The Trump/Pence White House was hounded for two years of DOJ investigation into what amounted to hearsay. The powerful department, whose charter is to follow evidence without political motivation, didn’t seem to require any to hamper a sitting president for half of his term. Many millions were spent on a probe into spurious allegations, which appeared to have the effect of hardening Trump’s supporters. The latest move by the DOJ could have the same effect.

Harvard Law School’s Lawrence Tribe was all for the appointment of Jack Smith.

But not everyone is impressed.

The appointment of a special counsel is the culmination of efforts that have been underway since at least August, when a shocking and unprecedented show of force arrived at Trump’s Florida home while he wasn’t there.

Pence spoke to that, as well, saying he was “deeply troubled” when “senior leadership at the Justice Department made the decision to execute a search warrant against the personal residence of the former president of the United States. It had never been done in history.”

The raid “sent a divisive message across the country” and a “wrong message about America around the world,” he added.

“There were many more opportunities — short of executing a search warrant on the personal residence of the president of the United States to resolve the issues of classified documents that were present there.”

It is worth remembering that, as a congressman from Indiana, Pence served on the House Judiciary Committee for 10 years. He credibly claims to know “how the Justice Department operates.”

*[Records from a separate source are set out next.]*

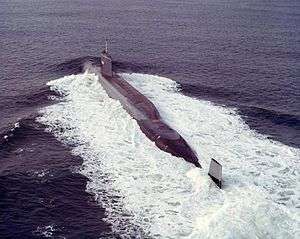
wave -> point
(161, 195)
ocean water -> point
(224, 74)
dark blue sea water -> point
(241, 55)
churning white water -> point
(149, 193)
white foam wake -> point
(149, 193)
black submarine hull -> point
(147, 117)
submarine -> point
(148, 118)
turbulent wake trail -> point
(163, 196)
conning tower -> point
(106, 62)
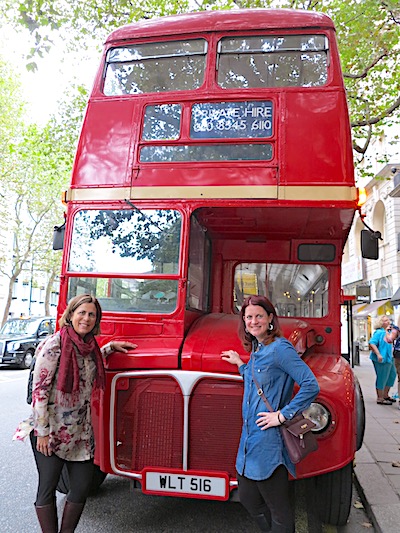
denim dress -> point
(277, 367)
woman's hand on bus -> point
(42, 446)
(232, 357)
(270, 420)
(122, 346)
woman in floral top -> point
(68, 366)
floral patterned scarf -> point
(68, 373)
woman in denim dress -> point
(262, 462)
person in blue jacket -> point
(262, 461)
(382, 358)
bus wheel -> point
(98, 478)
(334, 495)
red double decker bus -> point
(214, 162)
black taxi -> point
(20, 336)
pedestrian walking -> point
(381, 356)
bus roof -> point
(237, 19)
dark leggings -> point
(269, 495)
(49, 470)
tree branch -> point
(378, 118)
(364, 73)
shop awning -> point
(379, 307)
(395, 299)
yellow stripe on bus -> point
(292, 193)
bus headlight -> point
(318, 414)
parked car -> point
(20, 336)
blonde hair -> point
(378, 323)
(73, 305)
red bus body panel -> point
(170, 403)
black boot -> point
(71, 515)
(278, 528)
(263, 523)
(47, 516)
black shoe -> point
(262, 522)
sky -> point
(43, 88)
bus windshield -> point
(295, 290)
(273, 61)
(155, 67)
(141, 247)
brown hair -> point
(73, 305)
(246, 338)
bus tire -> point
(334, 495)
(97, 480)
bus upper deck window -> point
(155, 67)
(272, 61)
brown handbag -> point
(296, 433)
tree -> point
(41, 164)
(368, 35)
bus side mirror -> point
(58, 237)
(369, 244)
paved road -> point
(115, 508)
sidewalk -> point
(378, 481)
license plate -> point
(190, 485)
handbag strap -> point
(260, 392)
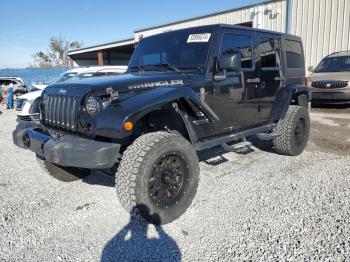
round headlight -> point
(91, 105)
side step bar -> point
(267, 136)
(232, 137)
(237, 148)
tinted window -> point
(294, 52)
(181, 48)
(334, 64)
(238, 43)
(270, 52)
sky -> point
(27, 25)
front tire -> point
(158, 177)
(294, 131)
(64, 174)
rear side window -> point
(232, 43)
(295, 58)
(270, 52)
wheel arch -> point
(172, 116)
(290, 95)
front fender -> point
(111, 120)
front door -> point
(234, 99)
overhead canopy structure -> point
(298, 17)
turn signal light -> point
(128, 126)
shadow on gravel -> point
(132, 244)
(330, 106)
(101, 178)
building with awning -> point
(324, 26)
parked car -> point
(19, 87)
(27, 106)
(330, 80)
(184, 92)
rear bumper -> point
(69, 151)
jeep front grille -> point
(329, 84)
(61, 111)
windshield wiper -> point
(140, 68)
(168, 65)
(190, 67)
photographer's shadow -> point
(132, 244)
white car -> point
(27, 105)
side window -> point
(270, 52)
(238, 43)
(295, 58)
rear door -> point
(271, 72)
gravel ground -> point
(258, 206)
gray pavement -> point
(258, 206)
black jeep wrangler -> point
(184, 92)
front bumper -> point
(67, 150)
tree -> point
(57, 54)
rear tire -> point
(64, 174)
(294, 131)
(158, 177)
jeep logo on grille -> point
(62, 91)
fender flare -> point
(139, 105)
(285, 97)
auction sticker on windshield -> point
(195, 38)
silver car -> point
(330, 80)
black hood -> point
(123, 83)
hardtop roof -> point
(218, 26)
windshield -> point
(181, 49)
(334, 64)
(65, 78)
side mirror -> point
(311, 69)
(230, 62)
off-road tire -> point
(64, 174)
(289, 142)
(136, 168)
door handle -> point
(253, 80)
(280, 78)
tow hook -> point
(26, 140)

The DOJ defended their decision, claiming rather weakly that Trump had removed defense-related top secret documents from the White House, which weakened national security. But Pence is not impressed.

“Now would be a good time for the Justice Department to be working on restoring its credibility with the American people,” Pence said, implying that this was not the way to do it. The timing was also irksome to the former VP.

“The timing of this decision — just a few short days after the president announced his intention to seek re-election, I think that the history of it, the facts that I am aware of behind it, I think it is very troubling,” Pence said.

In July, we were told the reason there was no investigation into the Biden crime family’s extensive corruption and influence peddling. Three current or former DOJ officials said that the Delaware U.S. Attorney’s Office lacks the wherewithal and resources to look into it properly.

“If any single one of the dozens of issues had been alleged about the Bush or Trump families, a special counsel would have been appointed immediately,” said one of those sources.

If the DOJ wouldn’t provide its Delaware office with what was needed for an investigation into such a target-rich probe, maybe it’s traceable to their commitment to spend budget on another witch hunt.

Pence, who had already decided not to testify before the January 6 House Committee, told Fox News on Friday that he was “very concerned from early on about the partisan nature of a committee that was tasked with examining what was really a tragic moment in the history of the U.S. Capitol.”

“And, frankly, the idea of a committee in the Congress entirely appointed by one party was offensive to my understanding of what the Congress is,” he added, referring to a panel of nine that only included two Republicans, both of whose hostility toward Trump was well established.

Pence said that “Congress has no right to my testimony.”

“I think if you consider the separation of powers between co-equal branches of government, I just think having a former vice president of the United States come before Congress to testify about private deliberations with the president of the United States or private deliberations at the White House would set a terrible precedent,” he said.